M. Patrice Martin-Lalande. Que ne l’avez-vous fait plus tôt ?
M. le président. La parole est à M. le président de la commission des affaires économiques.
M. Patrick Ollier, président de la commission des affaires économiques. M. Dionis du Séjour pose une question légitime qui porte sur le problème du plafond du crédit d’impôt.

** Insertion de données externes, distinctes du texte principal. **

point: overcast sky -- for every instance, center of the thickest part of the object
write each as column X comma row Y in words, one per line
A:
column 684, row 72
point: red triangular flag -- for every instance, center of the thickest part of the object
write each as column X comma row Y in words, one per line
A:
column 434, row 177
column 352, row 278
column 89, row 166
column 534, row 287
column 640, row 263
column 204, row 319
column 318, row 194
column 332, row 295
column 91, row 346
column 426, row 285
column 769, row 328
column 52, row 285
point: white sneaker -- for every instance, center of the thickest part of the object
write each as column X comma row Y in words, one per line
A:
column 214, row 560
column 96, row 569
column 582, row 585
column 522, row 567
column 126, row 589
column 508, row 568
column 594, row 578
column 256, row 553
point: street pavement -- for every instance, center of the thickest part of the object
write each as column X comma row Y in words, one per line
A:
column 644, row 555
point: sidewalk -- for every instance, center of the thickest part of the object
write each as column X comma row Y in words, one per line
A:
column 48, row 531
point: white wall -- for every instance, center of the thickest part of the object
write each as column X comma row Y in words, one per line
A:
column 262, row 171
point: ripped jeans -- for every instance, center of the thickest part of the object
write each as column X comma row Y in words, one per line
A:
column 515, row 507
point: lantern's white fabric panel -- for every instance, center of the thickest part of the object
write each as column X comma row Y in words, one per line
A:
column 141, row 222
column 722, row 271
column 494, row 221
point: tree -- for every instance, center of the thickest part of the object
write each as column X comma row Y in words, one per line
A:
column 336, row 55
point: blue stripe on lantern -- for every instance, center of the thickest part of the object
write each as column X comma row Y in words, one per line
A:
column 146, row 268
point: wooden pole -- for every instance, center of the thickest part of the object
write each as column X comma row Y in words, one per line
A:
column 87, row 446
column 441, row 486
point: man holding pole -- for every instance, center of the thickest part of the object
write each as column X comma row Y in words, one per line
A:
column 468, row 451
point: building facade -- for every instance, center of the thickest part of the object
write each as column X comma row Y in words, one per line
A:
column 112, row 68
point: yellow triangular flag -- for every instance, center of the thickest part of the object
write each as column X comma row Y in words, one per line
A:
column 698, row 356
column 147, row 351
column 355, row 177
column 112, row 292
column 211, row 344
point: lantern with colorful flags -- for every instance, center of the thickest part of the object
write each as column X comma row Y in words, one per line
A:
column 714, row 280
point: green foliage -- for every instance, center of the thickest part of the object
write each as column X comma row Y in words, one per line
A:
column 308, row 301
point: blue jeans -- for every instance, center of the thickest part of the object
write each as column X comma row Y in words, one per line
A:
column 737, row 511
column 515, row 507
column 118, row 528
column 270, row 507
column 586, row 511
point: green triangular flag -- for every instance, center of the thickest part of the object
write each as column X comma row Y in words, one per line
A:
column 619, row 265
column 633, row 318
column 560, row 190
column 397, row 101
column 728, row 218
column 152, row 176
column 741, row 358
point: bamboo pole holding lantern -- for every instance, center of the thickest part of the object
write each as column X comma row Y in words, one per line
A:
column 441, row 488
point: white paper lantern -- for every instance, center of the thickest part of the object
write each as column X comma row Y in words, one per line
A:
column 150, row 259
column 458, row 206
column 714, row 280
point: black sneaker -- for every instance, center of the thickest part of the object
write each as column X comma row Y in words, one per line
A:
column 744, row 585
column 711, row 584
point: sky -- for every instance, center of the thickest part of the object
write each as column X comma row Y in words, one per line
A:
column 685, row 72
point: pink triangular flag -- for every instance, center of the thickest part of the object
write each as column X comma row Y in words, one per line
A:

Je tiens à y répondre.
M. Jean Dionis du Séjour. Je vous en remercie, monsieur Ollier.
M. Patrick Ollier, président de la commission des affaires économiques. Le plafond est calculé, monsieur Dionis du Séjour, à due proportion des investissements et des dépenses de recherche dans ce domaine : entre 5 et 15 millions d’euros pour un jeu, sur plusieurs années – deux ou trois ans. Il est donc tout à fait normal que, pour cette industrie culturelle où les investissements sont d’un montant aussi élevé, nous fassions un crédit d’impôt proportionnel à l’importance de l’investissement. C’est pourquoi le plafond est fixé à 3 millions d’euros.
M. le président. Je mets aux voix le sous-amendement n° 231 rectifié.
(Le sous-amendement est adopté.)
M. le président. Je mets aux voix l’amendement n° 99 rectifié, modifié par le sous-amendement n° 231 rectifié et compte tenu de la suppression du gage.
(L’amendement, ainsi modifié, est adopté.)
M. le président. En conséquence, l’amendement n° 148 tombe.